Maurice DUTHEIL DE LA ROCHERE
Biographie
Maurice Dutheil de la Rochère est né le 9 mai 1870 à Versailles. Le 2 novembre 1889, il entre à l'Ecole polytechnique pour une durée de trois ans. Promu sous-lieutenant le 1er octobre 1891, il rejoint l'Ecole d'application de Fontainebleau puis est affecté le 1er octobre 1893 au 1er régiment d'artillerie de marine avec le grade de lieutenant. Le 19 juillet 1894, il rejoint le 2e régiment d'artillerie de marine au Soudan où il reste jusqu'en 1898 avec le grade de capitaine. Pour ses faits de guerre au Soudan et pour la campagne de la Volta (1897), il est fait chevalier de la Légion d'honneur. Il démissionne de l'armée en 1904 et part exploiter des terres au Sénégal.
En 1914, lorsque la guerre éclate, il est mobilisé et envoyé au 3e régiment d'artillerie coloniale puis au 81e avec le grade de chef d'escadron. Sept fois cité, il termine la guerre avec le grade de lieutenant-colonel. Il reçoit également la Croix du Distinguished service order (décoration britannique) puis est fait commandeur de la Légion d'honneur en 1923. Promu au grade de colonel de réserve le 15 juillet 1926, il est mis à la disposition du commandant militaire du Sénégal. En 1934, il est rayé des cadres de l'armée et admis à la position d'officier honoraire.
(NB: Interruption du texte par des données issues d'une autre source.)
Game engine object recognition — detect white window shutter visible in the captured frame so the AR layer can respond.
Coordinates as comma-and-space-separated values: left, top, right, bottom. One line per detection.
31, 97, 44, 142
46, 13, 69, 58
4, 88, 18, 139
Ami d'enfance de Charles Maurras, Maurice Dutheil de la Rochère est souvent présenté comme un monarchiste et un contre-révolutionnaire. Certains témoignages tel celui de son petit-fils, Xavier de Rochefort, amènent à nuancer cette idée. Son cheminement quelques temps aux côtés de Maurras au sein de l'Action française aurait été davantage induit par son anti-parlementarisme que par adhésion intégrale à une philosophie politique. Contrairement à Maurras, le colonel de la Rochère n'avait pas d'estime pour Pétain considérant que le véritable vainqueur de Verdun était le général Mangin et ses troupes coloniales. De plus, Dutheil de la Rochère était un fervent admirateur du général de Gaulle sur le plan de la théorie militaire et il l'aurait rencontré dans les années trente.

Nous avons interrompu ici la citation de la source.